The thought here is to manage risk appropriately. I think BUI strikes a nice balance, but some investors may not want any European exposure in this space. I wouldn’t necessarily fault them for that and I will continue monitoring this unfortunate humanitarian disaster very closely going forward.

Utilities & Power Companies Not As Boring As They Used To Be

My final point touches on the continuing opportunity with the power grid/utility space. This is often thought of as a “boring” or steady sector. Utilities and power providers have long provided stability, consistent revenues, and above-average income streams. The idea is this heavily regulated space is a basic community necessity and served as a bond proxy in some respects. This used to be an area that investors looked for relative safety and income. Growth and/or excitement is not what this space is known for.

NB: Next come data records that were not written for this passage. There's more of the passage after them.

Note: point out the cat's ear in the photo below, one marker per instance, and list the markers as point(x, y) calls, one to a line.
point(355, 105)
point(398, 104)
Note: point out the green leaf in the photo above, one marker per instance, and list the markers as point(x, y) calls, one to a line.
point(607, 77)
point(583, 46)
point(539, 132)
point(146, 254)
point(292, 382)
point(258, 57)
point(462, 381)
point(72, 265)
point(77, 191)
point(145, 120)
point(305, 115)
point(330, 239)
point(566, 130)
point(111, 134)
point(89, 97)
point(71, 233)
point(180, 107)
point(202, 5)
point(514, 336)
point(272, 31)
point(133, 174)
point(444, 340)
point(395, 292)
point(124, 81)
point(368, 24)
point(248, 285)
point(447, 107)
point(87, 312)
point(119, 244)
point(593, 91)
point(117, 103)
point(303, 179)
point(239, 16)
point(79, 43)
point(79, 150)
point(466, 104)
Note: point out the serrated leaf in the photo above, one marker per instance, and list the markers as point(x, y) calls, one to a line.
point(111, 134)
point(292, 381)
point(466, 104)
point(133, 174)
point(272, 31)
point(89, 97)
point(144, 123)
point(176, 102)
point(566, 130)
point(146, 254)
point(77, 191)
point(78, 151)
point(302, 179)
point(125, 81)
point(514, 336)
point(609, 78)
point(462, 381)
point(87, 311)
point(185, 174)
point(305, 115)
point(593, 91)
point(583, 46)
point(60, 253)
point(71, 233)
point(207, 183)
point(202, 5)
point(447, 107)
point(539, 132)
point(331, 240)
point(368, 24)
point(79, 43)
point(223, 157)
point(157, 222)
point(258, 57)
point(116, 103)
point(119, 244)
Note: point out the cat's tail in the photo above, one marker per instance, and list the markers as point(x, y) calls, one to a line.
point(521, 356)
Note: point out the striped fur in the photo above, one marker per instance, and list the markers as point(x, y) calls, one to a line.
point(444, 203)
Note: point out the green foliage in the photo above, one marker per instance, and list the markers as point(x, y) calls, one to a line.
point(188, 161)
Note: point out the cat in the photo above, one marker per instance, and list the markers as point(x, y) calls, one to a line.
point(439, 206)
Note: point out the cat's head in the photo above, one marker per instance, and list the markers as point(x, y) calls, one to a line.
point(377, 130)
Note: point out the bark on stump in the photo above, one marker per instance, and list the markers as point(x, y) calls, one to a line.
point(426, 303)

Now I am not going to sit here and propose that BUI is a “sexy” investment. But this is an area that has been undergoing fundamental changes. Simply put, this is not your grandfather’s utilities sector.

Specifically, these companies are on the front-lines of expanding, enhancing, and changing our nation’s power grid. With the sentiment clearly moving towards “clean” and more efficient energy sources, utility companies are positioned to help with this transition more than most. As investors look for “ESG” and other clean investment options, funds like BUI could draw investor dollars when they otherwise might not have.

Beyond just investor sentiment, these are companies that are set to garner federal tax dollars for their efforts. As Congress expands clean energy tax credits and other incentives, utility companies can use those funds to enhance, improve, and optimize their plants and grids with fewer shareholder dollars. Not only will they be accelerating the clean energy transition, they will be getting paid to do so. This is a win-win scenario and one that I want to be a part of as an investor.

Bottom-line

Utilities as a whole has been a reasonable place to hide out in 2022. BUI has been under pressure, but it still leads that S&P 500 and I see a similar scenario playing out in early next year. Beyond the stability and higher than average income stream, this is also a way to help manage inflation risks within a portfolio. Utility providers have been aggressively requesting rate increases and, while these are not guaranteed, are likely to secure a good chunk of them as federal funding for this sector continues to grow:

Requested Rate Increases (Aggregate)

Requested Rate Increases (Aggregate) (S&P Global)

With all these factors in mind I think there is validity to shifting back to a bullish outlook on BUI. Therefore, I am changing my rating to “buy” and will look to add to my position in the weeks and months to come.